I don't aften agree with former Labour minister Denis MacShane but I did agree with his response to the Green arrest. He said that the Speaker should make clear that MPs were entitled to hold sensitive material in the same way as lawyers and doctors, and added:

"To send a squad of counter terrorist officers to arrest an MP shows the growing police contempt for Parliament and democratic politics," he said.

"The police now believe that MPs are so reduced in public status that they are fair game for over-excited officers to order dawn raids, arrests and searches of confidential files held by MPs or those who work for them.

"I am not sure this is good for British democracy."


Tony Benn, not someone you would expect to rush to the defence of a Tory MP, said

"I may sound strangely medieval, but once the police can interfere with Parliament, I tell you, you are into a police state."

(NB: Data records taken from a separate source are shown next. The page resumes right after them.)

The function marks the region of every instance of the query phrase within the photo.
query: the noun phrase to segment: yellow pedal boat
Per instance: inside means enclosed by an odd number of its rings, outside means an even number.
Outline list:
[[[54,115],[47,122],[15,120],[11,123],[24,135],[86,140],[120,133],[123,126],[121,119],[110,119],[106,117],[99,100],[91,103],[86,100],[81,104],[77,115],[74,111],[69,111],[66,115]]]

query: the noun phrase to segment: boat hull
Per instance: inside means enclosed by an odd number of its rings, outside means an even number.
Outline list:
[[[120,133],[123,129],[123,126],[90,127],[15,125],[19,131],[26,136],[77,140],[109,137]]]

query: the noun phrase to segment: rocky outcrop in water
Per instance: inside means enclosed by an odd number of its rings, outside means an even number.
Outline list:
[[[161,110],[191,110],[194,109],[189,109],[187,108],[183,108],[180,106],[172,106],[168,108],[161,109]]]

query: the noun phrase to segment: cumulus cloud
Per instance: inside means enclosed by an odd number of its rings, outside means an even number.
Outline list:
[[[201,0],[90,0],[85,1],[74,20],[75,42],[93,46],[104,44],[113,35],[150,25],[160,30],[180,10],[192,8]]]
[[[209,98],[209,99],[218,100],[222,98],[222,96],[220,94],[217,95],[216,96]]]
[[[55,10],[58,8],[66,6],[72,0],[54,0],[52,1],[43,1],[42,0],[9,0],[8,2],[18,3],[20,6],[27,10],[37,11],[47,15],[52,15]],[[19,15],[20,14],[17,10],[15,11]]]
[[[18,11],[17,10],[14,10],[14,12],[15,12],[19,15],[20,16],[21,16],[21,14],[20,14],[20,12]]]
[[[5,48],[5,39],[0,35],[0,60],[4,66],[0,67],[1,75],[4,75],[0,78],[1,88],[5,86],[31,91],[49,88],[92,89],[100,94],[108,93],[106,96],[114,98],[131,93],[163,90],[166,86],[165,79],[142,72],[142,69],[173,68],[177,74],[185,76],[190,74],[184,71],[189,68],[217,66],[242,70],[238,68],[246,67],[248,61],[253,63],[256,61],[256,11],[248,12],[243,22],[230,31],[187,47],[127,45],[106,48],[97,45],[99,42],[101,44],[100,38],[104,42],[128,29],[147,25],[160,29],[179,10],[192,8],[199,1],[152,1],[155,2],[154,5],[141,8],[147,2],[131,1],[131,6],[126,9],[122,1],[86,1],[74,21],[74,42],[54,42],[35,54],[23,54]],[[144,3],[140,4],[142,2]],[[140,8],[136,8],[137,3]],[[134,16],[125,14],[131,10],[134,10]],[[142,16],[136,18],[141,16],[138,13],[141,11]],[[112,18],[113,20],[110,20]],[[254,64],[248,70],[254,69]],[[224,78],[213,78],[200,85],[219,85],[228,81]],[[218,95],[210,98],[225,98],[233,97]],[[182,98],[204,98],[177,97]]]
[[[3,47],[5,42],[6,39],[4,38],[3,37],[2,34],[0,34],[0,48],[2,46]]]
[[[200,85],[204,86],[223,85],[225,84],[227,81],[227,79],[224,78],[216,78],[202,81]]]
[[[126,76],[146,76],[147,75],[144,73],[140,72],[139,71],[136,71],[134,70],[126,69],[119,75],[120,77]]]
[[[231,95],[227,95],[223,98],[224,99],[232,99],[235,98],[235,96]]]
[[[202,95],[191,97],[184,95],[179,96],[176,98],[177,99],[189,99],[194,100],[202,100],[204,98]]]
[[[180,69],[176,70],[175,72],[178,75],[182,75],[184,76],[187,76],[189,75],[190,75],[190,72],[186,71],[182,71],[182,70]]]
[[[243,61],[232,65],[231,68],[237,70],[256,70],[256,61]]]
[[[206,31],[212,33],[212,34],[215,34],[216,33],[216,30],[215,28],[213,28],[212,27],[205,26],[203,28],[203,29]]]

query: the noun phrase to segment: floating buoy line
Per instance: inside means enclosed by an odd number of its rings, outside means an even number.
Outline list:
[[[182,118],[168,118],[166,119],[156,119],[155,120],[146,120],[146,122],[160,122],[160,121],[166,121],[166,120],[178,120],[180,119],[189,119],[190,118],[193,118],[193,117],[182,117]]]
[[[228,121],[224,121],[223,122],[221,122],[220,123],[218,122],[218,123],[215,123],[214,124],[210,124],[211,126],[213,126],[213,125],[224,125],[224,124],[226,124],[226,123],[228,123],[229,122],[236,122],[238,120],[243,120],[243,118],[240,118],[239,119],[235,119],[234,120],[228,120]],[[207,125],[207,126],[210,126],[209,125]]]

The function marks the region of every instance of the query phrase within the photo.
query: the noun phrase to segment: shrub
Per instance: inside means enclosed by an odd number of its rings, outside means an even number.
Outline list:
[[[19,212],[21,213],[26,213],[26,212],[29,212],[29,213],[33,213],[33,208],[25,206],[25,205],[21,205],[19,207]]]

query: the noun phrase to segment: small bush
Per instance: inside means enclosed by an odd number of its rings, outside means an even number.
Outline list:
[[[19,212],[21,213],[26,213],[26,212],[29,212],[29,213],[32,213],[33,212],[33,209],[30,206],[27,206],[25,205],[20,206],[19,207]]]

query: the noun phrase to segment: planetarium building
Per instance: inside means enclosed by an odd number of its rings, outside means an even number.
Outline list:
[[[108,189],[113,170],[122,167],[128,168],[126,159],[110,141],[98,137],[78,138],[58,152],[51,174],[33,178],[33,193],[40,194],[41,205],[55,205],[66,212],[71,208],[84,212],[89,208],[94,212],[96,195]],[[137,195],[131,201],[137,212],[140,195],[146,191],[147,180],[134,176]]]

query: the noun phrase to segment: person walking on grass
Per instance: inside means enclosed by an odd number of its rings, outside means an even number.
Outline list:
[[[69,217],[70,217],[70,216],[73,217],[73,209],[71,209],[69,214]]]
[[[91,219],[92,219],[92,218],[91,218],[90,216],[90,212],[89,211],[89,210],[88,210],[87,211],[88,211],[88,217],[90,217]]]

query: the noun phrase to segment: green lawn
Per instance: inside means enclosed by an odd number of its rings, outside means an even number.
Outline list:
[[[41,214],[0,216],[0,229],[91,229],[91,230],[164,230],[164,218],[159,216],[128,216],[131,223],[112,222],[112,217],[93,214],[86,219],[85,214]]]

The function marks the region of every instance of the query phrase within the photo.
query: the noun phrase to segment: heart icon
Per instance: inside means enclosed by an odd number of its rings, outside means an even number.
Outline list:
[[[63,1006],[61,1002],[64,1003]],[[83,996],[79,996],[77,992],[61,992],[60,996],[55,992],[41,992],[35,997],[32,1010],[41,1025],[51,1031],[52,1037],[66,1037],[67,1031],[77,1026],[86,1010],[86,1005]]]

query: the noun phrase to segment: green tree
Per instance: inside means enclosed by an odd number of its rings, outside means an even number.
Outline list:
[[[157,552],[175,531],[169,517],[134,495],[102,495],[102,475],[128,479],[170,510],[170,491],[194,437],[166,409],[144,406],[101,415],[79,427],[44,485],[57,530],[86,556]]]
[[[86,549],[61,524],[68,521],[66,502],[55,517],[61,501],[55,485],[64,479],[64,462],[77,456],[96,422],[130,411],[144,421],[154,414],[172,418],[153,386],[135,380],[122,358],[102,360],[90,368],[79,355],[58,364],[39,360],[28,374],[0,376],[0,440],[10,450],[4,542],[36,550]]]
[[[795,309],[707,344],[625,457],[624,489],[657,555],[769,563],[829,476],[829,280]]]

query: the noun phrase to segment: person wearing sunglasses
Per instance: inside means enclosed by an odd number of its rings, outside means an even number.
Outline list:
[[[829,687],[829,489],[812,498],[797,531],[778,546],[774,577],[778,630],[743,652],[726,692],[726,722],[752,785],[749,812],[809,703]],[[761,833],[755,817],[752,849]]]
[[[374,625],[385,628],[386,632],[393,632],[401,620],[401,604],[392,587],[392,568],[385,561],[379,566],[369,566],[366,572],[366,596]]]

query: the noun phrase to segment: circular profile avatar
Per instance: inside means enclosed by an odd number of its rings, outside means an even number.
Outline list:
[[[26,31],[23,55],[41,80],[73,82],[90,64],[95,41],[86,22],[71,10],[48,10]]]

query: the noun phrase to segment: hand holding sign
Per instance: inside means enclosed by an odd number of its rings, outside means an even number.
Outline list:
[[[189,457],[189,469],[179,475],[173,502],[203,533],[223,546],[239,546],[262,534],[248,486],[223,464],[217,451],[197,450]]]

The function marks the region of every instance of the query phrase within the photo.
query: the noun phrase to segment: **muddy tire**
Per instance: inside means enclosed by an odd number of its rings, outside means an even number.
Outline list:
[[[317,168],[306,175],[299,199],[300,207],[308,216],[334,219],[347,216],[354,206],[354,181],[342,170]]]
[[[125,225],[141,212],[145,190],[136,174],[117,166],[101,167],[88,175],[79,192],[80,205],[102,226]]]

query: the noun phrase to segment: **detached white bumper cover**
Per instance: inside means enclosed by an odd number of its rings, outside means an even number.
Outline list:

The Lib/Dems were equally incredulous, calling the arrest a "Mayday Warning" for democracy. Both their Home Affairs spokesman Chris Huhne and leader Nick Clegg expressed concern at Thursday's events: Nick Clegg told the BBC that he was "really shocked" by Mr Green's arrest.

"This is something you might expect from a tin-pot dictatorship, not in a modern democracy," he said.

Given the culture of "extraordinary secrecy" in Whitehall, it was getting harder to hold the government to account and opposition MPs had a constitutional duty to keep "ministers on their toes", he added.

He called on Gordon Brown to "rule out any further use of anti-terrorism powers in cases that have nothing to do with terrorism."